While teaching at the Grumeti Center, elephants would walk up to the classroom windows, animals would run through the walkways at night. Baboons, snakes, black mambas, scorpions and zebras all made themselves at home.
“We drove through a wildebeest migration,” Barnes said turning on a video. “There were tens of thousands of them! They make the strangest noise.”
“I never thought about student teaching abroad before this experience,” but now the thought is a real possibility for Barnes.
“I always limited myself. When I went to Mexico in high school I got very sick and I was nervous for it to happen again. But now that I’ve gone and know I can do it- No door is closed for me! It was a life changing experience.”

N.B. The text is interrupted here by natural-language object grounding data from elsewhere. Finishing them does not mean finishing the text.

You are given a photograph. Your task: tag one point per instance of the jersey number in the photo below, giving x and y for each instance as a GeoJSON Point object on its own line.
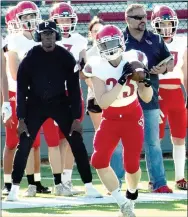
{"type": "Point", "coordinates": [128, 83]}
{"type": "Point", "coordinates": [175, 55]}
{"type": "Point", "coordinates": [68, 46]}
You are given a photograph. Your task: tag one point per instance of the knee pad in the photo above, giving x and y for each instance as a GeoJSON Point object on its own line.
{"type": "Point", "coordinates": [98, 162]}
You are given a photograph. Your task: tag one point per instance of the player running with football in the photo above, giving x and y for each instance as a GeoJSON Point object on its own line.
{"type": "Point", "coordinates": [122, 117]}
{"type": "Point", "coordinates": [24, 18]}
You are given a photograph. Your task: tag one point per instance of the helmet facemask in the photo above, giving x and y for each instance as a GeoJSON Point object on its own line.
{"type": "Point", "coordinates": [30, 24]}
{"type": "Point", "coordinates": [110, 48]}
{"type": "Point", "coordinates": [166, 32]}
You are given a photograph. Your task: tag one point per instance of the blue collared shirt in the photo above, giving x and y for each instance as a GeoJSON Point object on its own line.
{"type": "Point", "coordinates": [155, 49]}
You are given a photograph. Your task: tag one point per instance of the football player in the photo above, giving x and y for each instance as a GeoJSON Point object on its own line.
{"type": "Point", "coordinates": [122, 117]}
{"type": "Point", "coordinates": [66, 19]}
{"type": "Point", "coordinates": [6, 108]}
{"type": "Point", "coordinates": [25, 17]}
{"type": "Point", "coordinates": [164, 20]}
{"type": "Point", "coordinates": [93, 109]}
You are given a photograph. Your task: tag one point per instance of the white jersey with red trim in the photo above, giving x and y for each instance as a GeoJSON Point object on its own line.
{"type": "Point", "coordinates": [19, 44]}
{"type": "Point", "coordinates": [101, 68]}
{"type": "Point", "coordinates": [93, 51]}
{"type": "Point", "coordinates": [177, 48]}
{"type": "Point", "coordinates": [3, 42]}
{"type": "Point", "coordinates": [75, 44]}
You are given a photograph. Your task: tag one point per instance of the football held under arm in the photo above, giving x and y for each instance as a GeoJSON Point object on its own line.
{"type": "Point", "coordinates": [105, 98]}
{"type": "Point", "coordinates": [145, 93]}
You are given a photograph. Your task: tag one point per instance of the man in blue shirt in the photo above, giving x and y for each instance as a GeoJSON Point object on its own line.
{"type": "Point", "coordinates": [139, 38]}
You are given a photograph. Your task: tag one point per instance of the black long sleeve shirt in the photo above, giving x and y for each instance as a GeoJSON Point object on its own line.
{"type": "Point", "coordinates": [41, 78]}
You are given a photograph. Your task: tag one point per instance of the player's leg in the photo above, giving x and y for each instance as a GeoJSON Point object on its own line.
{"type": "Point", "coordinates": [11, 143]}
{"type": "Point", "coordinates": [52, 139]}
{"type": "Point", "coordinates": [163, 104]}
{"type": "Point", "coordinates": [178, 125]}
{"type": "Point", "coordinates": [33, 120]}
{"type": "Point", "coordinates": [68, 159]}
{"type": "Point", "coordinates": [117, 162]}
{"type": "Point", "coordinates": [105, 142]}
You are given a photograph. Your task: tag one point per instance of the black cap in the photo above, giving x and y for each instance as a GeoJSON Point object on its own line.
{"type": "Point", "coordinates": [47, 25]}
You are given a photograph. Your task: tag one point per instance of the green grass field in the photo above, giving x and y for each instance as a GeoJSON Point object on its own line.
{"type": "Point", "coordinates": [160, 208]}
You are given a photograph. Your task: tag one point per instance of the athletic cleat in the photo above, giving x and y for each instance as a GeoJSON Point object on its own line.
{"type": "Point", "coordinates": [127, 209]}
{"type": "Point", "coordinates": [6, 189]}
{"type": "Point", "coordinates": [31, 191]}
{"type": "Point", "coordinates": [93, 193]}
{"type": "Point", "coordinates": [72, 189]}
{"type": "Point", "coordinates": [181, 184]}
{"type": "Point", "coordinates": [150, 186]}
{"type": "Point", "coordinates": [163, 189]}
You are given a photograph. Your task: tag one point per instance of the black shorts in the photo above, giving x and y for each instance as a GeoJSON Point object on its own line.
{"type": "Point", "coordinates": [92, 106]}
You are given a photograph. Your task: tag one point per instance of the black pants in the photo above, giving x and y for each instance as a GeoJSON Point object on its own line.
{"type": "Point", "coordinates": [36, 116]}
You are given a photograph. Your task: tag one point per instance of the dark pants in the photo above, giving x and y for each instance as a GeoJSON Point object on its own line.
{"type": "Point", "coordinates": [36, 116]}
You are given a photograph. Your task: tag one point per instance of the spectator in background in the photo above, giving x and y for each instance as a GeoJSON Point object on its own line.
{"type": "Point", "coordinates": [94, 110]}
{"type": "Point", "coordinates": [164, 21]}
{"type": "Point", "coordinates": [139, 38]}
{"type": "Point", "coordinates": [42, 71]}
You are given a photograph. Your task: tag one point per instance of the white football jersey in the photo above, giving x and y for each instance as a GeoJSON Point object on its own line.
{"type": "Point", "coordinates": [21, 45]}
{"type": "Point", "coordinates": [177, 48]}
{"type": "Point", "coordinates": [93, 51]}
{"type": "Point", "coordinates": [102, 69]}
{"type": "Point", "coordinates": [75, 44]}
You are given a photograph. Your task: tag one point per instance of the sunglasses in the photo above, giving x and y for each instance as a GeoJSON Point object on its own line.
{"type": "Point", "coordinates": [138, 17]}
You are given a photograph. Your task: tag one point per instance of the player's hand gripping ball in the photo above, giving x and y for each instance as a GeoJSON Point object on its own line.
{"type": "Point", "coordinates": [138, 68]}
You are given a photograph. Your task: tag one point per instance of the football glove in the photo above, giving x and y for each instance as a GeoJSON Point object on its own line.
{"type": "Point", "coordinates": [6, 111]}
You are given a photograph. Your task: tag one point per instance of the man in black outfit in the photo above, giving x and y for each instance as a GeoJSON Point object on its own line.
{"type": "Point", "coordinates": [41, 95]}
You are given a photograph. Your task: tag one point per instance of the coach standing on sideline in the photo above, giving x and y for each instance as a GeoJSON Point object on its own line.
{"type": "Point", "coordinates": [139, 38]}
{"type": "Point", "coordinates": [44, 70]}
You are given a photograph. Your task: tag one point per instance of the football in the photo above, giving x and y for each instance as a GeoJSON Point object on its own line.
{"type": "Point", "coordinates": [138, 74]}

Before leaving, Barnes read a passage in her devotional that said God was calling her to be uncomfortable and grow through the experience. “This is what God had planned for me.”
“For the first time in my life, I felt so reaffirmed that this is what I wanted to do,” said Barnes explaining that teaching had always been her plan. Barnes’ father is Greg Barnes, a teacher at Mesabi East. He teaches choir and elementary music. Her becoming a teacher had always seemed obvious to her. But after this experience she has never been more confident in that choice than now. “It is so weird it had to happen in Africa.”
“I can’t help but smiling — I’ve returned on such a high,” said Barnes saying that her sister said she has never seen her happier or more confident.
Barnes’ mother is Terry (Chris) McCabe and father is Greg (Thea) Barnes.